Daarnaast blijf ik investeren in het Rookmelderteam dat bestaat uit vrijwilligers
die rookmelders plaatsen bij mensen die dit niet zelf kunnen. Deze vrijwilligers krijgen
een training in de bijbehorende voorlichtende rol.
Rol van de gemeente
De gemeente heeft de instrumenten in huis om te bevorderen dat mensen bewust worden
van hun eigen verantwoordelijkheid voor brandveiligheid en daar ook maatregelen voor
nemen. Zo kunnen zij informatieavonden organiseren, brandveiligheid ter sprake brengen
bij het keukentafelgesprek als mensen een verzoek doen voor ondersteuning in het kader
van de Wmo 2015 of als ze een huisbezoek brengen ook de brandveiligheid bekijken.

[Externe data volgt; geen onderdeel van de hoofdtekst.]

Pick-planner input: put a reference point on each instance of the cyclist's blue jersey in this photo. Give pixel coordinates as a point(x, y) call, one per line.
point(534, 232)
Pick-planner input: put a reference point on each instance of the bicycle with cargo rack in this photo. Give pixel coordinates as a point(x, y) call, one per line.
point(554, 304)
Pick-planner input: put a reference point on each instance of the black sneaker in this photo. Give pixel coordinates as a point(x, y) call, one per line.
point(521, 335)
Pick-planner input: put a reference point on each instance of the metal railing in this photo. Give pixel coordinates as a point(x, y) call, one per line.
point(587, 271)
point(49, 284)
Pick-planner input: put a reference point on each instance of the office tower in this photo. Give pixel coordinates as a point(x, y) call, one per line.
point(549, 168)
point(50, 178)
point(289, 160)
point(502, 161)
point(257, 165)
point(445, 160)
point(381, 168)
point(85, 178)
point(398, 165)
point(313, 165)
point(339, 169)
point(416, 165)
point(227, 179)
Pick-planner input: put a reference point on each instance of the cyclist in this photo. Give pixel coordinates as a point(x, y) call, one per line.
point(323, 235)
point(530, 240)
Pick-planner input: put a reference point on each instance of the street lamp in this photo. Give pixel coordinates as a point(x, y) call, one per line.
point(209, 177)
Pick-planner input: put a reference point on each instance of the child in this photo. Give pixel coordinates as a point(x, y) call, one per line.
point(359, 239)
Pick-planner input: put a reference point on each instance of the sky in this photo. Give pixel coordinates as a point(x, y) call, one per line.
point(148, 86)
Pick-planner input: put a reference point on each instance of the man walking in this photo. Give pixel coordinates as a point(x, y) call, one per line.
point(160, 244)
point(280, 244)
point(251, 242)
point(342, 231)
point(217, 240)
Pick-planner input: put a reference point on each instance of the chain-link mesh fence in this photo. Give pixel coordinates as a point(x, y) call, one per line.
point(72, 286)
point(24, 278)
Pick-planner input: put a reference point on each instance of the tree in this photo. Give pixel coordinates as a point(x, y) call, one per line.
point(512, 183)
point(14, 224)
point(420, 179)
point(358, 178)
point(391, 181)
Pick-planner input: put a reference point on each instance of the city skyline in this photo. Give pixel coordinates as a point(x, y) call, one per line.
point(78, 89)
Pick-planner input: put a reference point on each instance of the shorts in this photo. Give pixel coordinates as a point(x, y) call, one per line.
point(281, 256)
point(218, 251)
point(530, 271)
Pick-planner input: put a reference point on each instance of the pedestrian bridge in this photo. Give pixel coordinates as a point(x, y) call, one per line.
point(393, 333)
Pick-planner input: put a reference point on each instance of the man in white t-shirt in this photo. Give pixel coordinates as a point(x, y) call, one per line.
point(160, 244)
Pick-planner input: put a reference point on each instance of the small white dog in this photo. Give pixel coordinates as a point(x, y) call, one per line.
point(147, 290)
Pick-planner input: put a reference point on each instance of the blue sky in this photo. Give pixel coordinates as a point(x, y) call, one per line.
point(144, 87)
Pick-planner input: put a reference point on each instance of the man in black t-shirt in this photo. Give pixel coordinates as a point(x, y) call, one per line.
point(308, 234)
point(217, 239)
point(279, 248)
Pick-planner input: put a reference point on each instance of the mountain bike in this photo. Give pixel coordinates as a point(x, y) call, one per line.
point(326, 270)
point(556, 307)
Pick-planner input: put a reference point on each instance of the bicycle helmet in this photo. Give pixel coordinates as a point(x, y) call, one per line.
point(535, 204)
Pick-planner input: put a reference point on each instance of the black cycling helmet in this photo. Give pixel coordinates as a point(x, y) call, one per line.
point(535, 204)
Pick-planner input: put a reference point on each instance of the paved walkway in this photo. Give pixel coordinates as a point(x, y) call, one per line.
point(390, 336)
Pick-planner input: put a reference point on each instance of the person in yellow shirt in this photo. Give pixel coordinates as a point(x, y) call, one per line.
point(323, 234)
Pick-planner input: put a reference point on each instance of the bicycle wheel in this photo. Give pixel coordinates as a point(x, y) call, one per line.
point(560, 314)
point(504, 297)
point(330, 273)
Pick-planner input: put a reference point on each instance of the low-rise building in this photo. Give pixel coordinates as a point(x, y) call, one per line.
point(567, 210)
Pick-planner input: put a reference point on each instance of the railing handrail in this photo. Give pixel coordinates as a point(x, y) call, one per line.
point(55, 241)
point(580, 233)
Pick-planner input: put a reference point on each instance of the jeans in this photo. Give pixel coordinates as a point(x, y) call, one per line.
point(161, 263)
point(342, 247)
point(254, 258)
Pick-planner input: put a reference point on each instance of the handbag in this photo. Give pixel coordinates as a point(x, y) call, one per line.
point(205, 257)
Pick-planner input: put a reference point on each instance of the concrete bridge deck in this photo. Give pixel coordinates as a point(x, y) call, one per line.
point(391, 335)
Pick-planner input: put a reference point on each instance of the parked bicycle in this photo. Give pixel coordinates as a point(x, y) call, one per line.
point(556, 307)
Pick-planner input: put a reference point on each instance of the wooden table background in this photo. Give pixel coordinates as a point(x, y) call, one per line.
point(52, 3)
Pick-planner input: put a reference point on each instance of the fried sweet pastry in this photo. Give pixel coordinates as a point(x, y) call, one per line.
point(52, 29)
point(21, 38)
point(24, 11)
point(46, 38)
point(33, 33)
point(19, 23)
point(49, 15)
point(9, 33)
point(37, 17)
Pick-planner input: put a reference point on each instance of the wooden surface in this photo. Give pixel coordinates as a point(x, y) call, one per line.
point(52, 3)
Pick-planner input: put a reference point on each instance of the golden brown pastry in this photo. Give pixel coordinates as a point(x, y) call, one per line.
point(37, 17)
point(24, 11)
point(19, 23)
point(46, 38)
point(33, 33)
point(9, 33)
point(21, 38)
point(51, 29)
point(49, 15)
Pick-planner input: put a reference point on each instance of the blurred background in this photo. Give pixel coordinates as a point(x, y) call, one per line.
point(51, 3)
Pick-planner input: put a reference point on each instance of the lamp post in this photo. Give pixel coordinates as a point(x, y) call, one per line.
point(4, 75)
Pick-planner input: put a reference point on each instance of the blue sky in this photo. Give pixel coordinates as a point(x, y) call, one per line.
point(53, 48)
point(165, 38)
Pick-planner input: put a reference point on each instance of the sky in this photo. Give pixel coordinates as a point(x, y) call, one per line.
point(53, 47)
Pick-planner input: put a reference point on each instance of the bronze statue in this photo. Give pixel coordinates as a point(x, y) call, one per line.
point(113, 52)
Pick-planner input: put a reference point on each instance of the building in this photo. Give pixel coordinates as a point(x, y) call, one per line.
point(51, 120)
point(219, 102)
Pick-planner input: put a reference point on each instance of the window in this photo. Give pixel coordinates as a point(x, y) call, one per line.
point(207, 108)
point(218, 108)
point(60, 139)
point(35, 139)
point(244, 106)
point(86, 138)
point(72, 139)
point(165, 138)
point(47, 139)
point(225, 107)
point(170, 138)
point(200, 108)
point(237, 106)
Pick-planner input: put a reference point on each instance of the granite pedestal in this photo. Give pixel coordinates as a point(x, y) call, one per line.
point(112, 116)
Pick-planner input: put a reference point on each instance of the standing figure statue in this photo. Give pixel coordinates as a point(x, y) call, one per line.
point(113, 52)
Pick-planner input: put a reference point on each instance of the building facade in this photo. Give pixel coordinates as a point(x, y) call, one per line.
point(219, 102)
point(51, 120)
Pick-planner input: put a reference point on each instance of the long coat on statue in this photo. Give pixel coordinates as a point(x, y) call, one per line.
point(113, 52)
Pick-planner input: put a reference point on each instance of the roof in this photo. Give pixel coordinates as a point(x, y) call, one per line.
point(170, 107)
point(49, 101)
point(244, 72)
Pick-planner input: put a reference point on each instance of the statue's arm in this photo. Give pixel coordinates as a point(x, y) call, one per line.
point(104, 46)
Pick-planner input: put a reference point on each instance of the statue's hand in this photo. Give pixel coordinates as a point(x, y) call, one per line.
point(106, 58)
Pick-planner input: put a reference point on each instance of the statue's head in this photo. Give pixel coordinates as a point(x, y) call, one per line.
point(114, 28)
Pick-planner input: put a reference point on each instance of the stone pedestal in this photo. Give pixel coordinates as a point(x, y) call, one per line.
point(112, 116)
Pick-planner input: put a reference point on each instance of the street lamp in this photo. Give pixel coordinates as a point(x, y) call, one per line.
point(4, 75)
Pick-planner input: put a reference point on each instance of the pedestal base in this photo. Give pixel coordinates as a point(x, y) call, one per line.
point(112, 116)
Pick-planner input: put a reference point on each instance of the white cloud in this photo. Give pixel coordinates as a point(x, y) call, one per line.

In opdracht van de ministeries van BZK en VWS heeft Movisie, in samenwerking met Brandweer
Nederland en VeiligheidNL, de handreiking Valpreventie en Brandveiligheid11 ontwikkeld die gemeenten in dit kader kunnen gebruiken. Deze handreiking is beschikbaar
via de leerkringen en de netwerken voor het sociaal domein van de VNG.
Programma RemBrand
Het Veiligheidsberaad heeft het programma RemBrand ingesteld12. Uitgangspunt van het programma is dat brandveiligheid niet geïsoleerd beschouwd
moet worden en een aangelegenheid is waaraan diverse actoren in samenhang een bijdrage
moeten leveren. De Minister van JenV ondersteunt diverse projecten binnen dit programma,
waaronder een onderzoek naar de rookverspreiding in appartementencomplexen. Uit casuïstiek
is gebleken dat niet zozeer de brand zelf, maar de rookverspreiding het grootste gevaar
is bij brand, zeker wanneer verminderd zelfredzamen daarbij betrokken zijn. Verdere
analyse vindt momenteel plaats van branden bij senioren en andere risicogroepen. Bezien
wordt, ook tegen de achtergrond van de vergrijzing en andere maatschappelijke ontwikkelingen,
op welke wijze de brandveiligheid negatief zou kunnen worden beïnvloed en hoe tijdig
op te anticiperen.
Om verbetering van de brandveiligheid van zelfstandig wonende ouderen en personen
met een beperking effectief vorm te kunnen geven, is intra-gemeentelijke samenwerking
op het fysieke-, woon-, en zorgdomein van essentieel belang. De Veiligheidsregio’s
zijn gestart met een actieprogramma om lokale besturen te informeren over en bij te
staan in de aanpak en uitvoering van het versterken van de rol van gemeenten op dit
gebied. De Minister van JenV informeert de TK na afronding van het programma, naar
verwachting eind 2019, over de resultaten.
Brandveilig Leven
Om te voorzien in de groeiende behoefte om snel en doeltreffend ontwikkelingen te
volgen en informatie uit te wisselen op het gebied van brandveiligheid heeft Brandweer
Nederland het Loket Brandveilig Leven13 opgezet. Dit loket brengt verschillende mensen met specifieke kennis bij elkaar en
biedt gelegenheid om kennis over projecten met elkaar te delen. Doel van het Loket
is met name om projecten snel en makkelijk met elkaar te kunnen delen, zodat een organisatie
niet opnieuw het wiel hoeft uit te vinden. Om kennis over «Brandveilig Leven» te kunnen
delen en te bezien hoe communicatie-acties en interventies op elkaar kunnen worden
afgestemd zal ik dit betrekken in een gesprek met ouderenbonden en betrokken belangenorganisaties
in het eerste kwartaal van 2019.
Brandveilig meubilair
Zoals vermeld in de brief van 8 maart 2016 is het verminderen van brandbare materialen
zoals kleding, beddengoed, matrassen, stoelen en banken in de omgeving van senioren
een belangrijke maatregel gericht op het voorkomen van brand. In breder verband is
het Ministerie van VWS Op 29 juni 2018 in gesprek gegaan met producenten van meubilair,
de brandweer en het Instituut Fysieke Veiligheid over de mogelijkheid om de brandsnelheid
te beperken door het bevorderen van brandveilig bekleed meubilair zonder vlamvertragers.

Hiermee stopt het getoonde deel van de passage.